She continued walking and witnessed the brown and yellow snake, about 10 feet long, slithering slowly across Elm Street in the direction of the Elk’s Lodge.

“I couldn’t believe it,” she said. “For a minute it stopped dead in the road. I think maybe it was sick because it was moving very slowly.”

With help, Plaisance’s daughter, Carly, moved the snake, presumed to be a boa constrictor, into a recycling bin. Then Plaisance, who is an advertising representative for the Banner and the Manchester Journal, called the police.

The passerby, Paul Restino, an intensive special needs specialist at Mount Anthony Union Middle School, circled back around to assist. Restino immediately called his son, telling Plaisance that the police would only call Animal Control to kill the snake and that a similar snake had been reported missing in nearby Putnam.

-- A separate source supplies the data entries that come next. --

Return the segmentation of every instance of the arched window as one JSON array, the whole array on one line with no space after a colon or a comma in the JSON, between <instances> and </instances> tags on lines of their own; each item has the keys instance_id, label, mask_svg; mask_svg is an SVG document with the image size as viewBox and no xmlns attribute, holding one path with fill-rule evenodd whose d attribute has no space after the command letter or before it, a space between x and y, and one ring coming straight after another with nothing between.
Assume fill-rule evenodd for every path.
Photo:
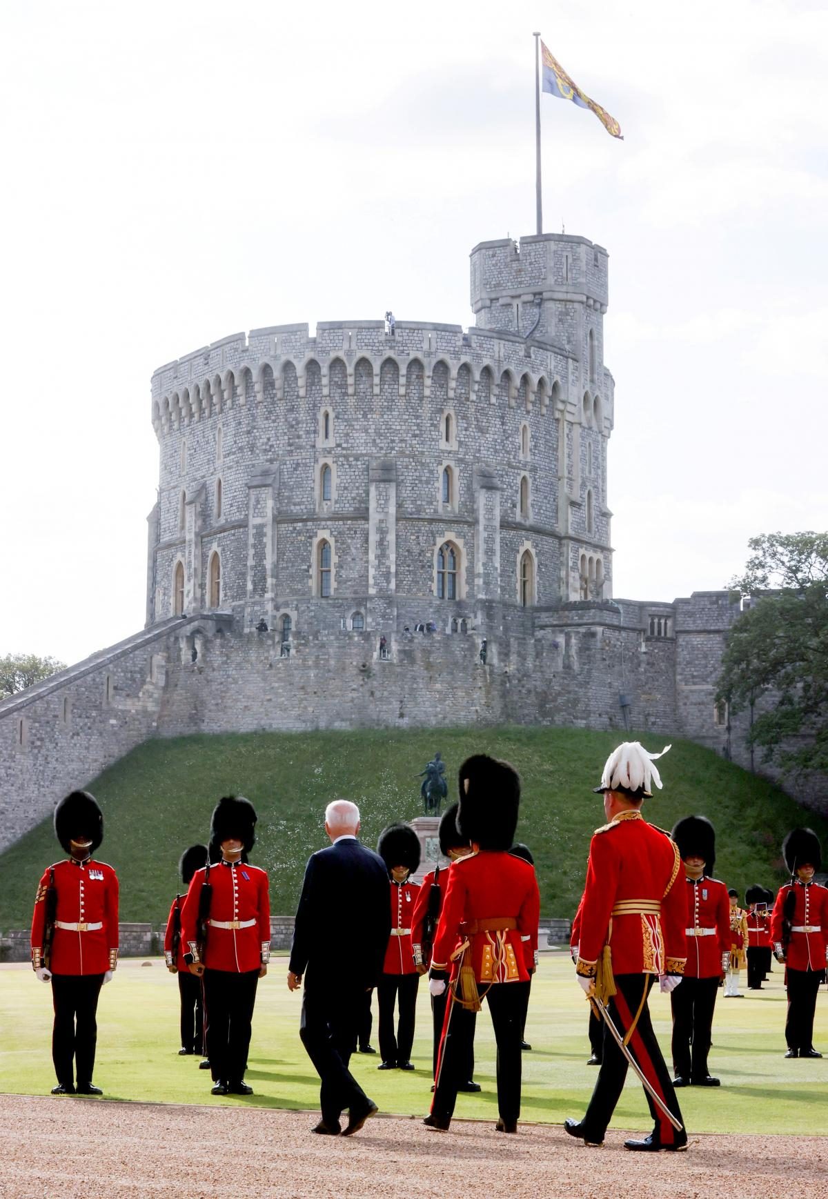
<instances>
[{"instance_id":1,"label":"arched window","mask_svg":"<svg viewBox=\"0 0 828 1199\"><path fill-rule=\"evenodd\" d=\"M210 607L221 607L221 558L218 556L218 550L216 550L210 558L210 570L208 572L210 580Z\"/></svg>"},{"instance_id":2,"label":"arched window","mask_svg":"<svg viewBox=\"0 0 828 1199\"><path fill-rule=\"evenodd\" d=\"M457 598L457 550L450 541L437 552L437 598Z\"/></svg>"},{"instance_id":3,"label":"arched window","mask_svg":"<svg viewBox=\"0 0 828 1199\"><path fill-rule=\"evenodd\" d=\"M535 602L535 564L527 549L521 558L521 604L529 608Z\"/></svg>"},{"instance_id":4,"label":"arched window","mask_svg":"<svg viewBox=\"0 0 828 1199\"><path fill-rule=\"evenodd\" d=\"M173 615L184 615L184 562L176 562L173 573Z\"/></svg>"},{"instance_id":5,"label":"arched window","mask_svg":"<svg viewBox=\"0 0 828 1199\"><path fill-rule=\"evenodd\" d=\"M331 594L331 543L320 541L318 553L319 571L319 595L323 600L330 598Z\"/></svg>"}]
</instances>

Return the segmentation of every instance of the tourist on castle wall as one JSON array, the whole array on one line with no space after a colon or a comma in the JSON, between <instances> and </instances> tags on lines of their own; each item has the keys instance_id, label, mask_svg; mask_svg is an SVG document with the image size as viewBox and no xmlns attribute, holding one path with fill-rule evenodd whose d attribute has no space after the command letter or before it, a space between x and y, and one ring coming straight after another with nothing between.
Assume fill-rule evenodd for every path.
<instances>
[{"instance_id":1,"label":"tourist on castle wall","mask_svg":"<svg viewBox=\"0 0 828 1199\"><path fill-rule=\"evenodd\" d=\"M92 858L103 815L88 791L60 801L54 829L68 858L43 872L31 920L31 965L42 982L52 981L52 1093L102 1095L92 1083L96 1013L118 965L118 876Z\"/></svg>"}]
</instances>

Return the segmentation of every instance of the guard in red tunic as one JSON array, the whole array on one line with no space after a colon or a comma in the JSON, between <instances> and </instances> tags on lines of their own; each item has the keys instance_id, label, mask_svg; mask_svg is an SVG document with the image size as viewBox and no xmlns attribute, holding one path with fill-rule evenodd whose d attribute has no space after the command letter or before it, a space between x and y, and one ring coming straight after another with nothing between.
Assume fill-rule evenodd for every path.
<instances>
[{"instance_id":1,"label":"guard in red tunic","mask_svg":"<svg viewBox=\"0 0 828 1199\"><path fill-rule=\"evenodd\" d=\"M204 978L212 1095L253 1093L245 1083L251 1022L270 960L268 875L246 861L256 819L242 796L218 801L210 844L221 849L221 861L196 870L181 912L184 960Z\"/></svg>"},{"instance_id":2,"label":"guard in red tunic","mask_svg":"<svg viewBox=\"0 0 828 1199\"><path fill-rule=\"evenodd\" d=\"M410 825L389 825L379 836L377 852L385 862L391 880L391 935L377 984L379 1054L383 1059L377 1070L414 1070L410 1056L420 975L414 964L412 928L420 887L409 882L408 875L420 864L420 838ZM394 1008L397 1002L400 1020L395 1036Z\"/></svg>"},{"instance_id":3,"label":"guard in red tunic","mask_svg":"<svg viewBox=\"0 0 828 1199\"><path fill-rule=\"evenodd\" d=\"M667 749L670 746L667 746ZM667 751L664 749L662 753ZM641 805L661 787L649 754L637 741L624 742L607 759L600 785L607 824L589 845L587 885L581 900L577 980L588 998L607 1008L647 1083L654 1127L643 1140L624 1141L626 1149L653 1152L686 1149L688 1134L677 1129L666 1108L683 1125L676 1092L650 1023L647 996L655 978L670 993L684 972L684 868L670 837L647 824ZM628 1059L605 1029L604 1060L595 1090L582 1120L565 1120L571 1137L601 1145L626 1078ZM664 1105L664 1107L662 1107Z\"/></svg>"},{"instance_id":4,"label":"guard in red tunic","mask_svg":"<svg viewBox=\"0 0 828 1199\"><path fill-rule=\"evenodd\" d=\"M673 1086L719 1086L707 1066L713 1011L731 950L727 887L712 878L716 835L706 817L685 817L672 832L684 862L688 964L670 996L673 1010Z\"/></svg>"},{"instance_id":5,"label":"guard in red tunic","mask_svg":"<svg viewBox=\"0 0 828 1199\"><path fill-rule=\"evenodd\" d=\"M764 887L755 884L745 891L748 904L748 990L762 990L770 969L770 912Z\"/></svg>"},{"instance_id":6,"label":"guard in red tunic","mask_svg":"<svg viewBox=\"0 0 828 1199\"><path fill-rule=\"evenodd\" d=\"M179 862L179 874L185 890L190 886L196 870L206 864L206 845L191 845L185 849ZM181 1056L204 1053L204 983L190 974L184 960L184 939L181 936L181 909L184 896L176 894L169 909L167 930L164 933L164 962L170 974L178 975L179 998L181 1001Z\"/></svg>"},{"instance_id":7,"label":"guard in red tunic","mask_svg":"<svg viewBox=\"0 0 828 1199\"><path fill-rule=\"evenodd\" d=\"M814 881L822 866L820 838L811 829L794 829L782 842L791 881L776 896L770 938L786 965L786 1058L821 1058L814 1048L814 1013L826 977L828 890Z\"/></svg>"},{"instance_id":8,"label":"guard in red tunic","mask_svg":"<svg viewBox=\"0 0 828 1199\"><path fill-rule=\"evenodd\" d=\"M42 982L52 980L52 1093L102 1095L92 1084L96 1013L101 987L118 965L118 876L92 857L103 817L88 791L60 801L54 826L70 856L44 870L31 918L31 964Z\"/></svg>"},{"instance_id":9,"label":"guard in red tunic","mask_svg":"<svg viewBox=\"0 0 828 1199\"><path fill-rule=\"evenodd\" d=\"M457 811L460 805L451 803L440 818L438 830L440 854L448 857L449 862L457 862L461 857L467 857L472 852L468 842L463 842L457 832ZM431 950L439 923L440 911L445 902L445 892L449 886L449 868L439 866L436 870L428 870L420 886L420 893L414 904L414 922L412 924L412 938L414 941L414 964L418 974L427 974L431 965ZM448 989L442 995L431 995L431 1016L433 1026L433 1059L432 1072L437 1078L437 1055L443 1036L445 1023L445 1010L449 1000ZM480 1084L474 1081L474 1022L476 1014L469 1013L472 1022L472 1037L468 1044L468 1059L458 1067L461 1081L458 1091L475 1093L480 1090ZM432 1086L433 1090L433 1086Z\"/></svg>"},{"instance_id":10,"label":"guard in red tunic","mask_svg":"<svg viewBox=\"0 0 828 1199\"><path fill-rule=\"evenodd\" d=\"M451 980L451 1006L424 1121L430 1128L445 1131L451 1122L474 1037L470 1013L485 998L497 1041L497 1128L517 1132L521 1017L529 983L522 938L536 934L540 912L534 869L509 852L520 800L521 782L509 763L475 754L460 767L457 830L472 852L449 867L434 938L428 989L442 995Z\"/></svg>"}]
</instances>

Upon arrival, police refused to exit their cars, according to Plaisance.

Restino then called his son who wrapped the snake into a blanket and drove away.

There was no word on if the missing snake from Putnam was in fact the snake found by Plaisance.

This local incident occurred only weeks after two young Canadian boys, Noah Barthe, 4, and his brother Connor, 6, were strangled to death by a 100-pound python that had escaped from an exotic pet store. Last Friday, nearly two dozen other exotic animals from the same Canadian pet store were seized or killed, including a Cuban crocodile, dwarf crocodiles, snakes and lizards.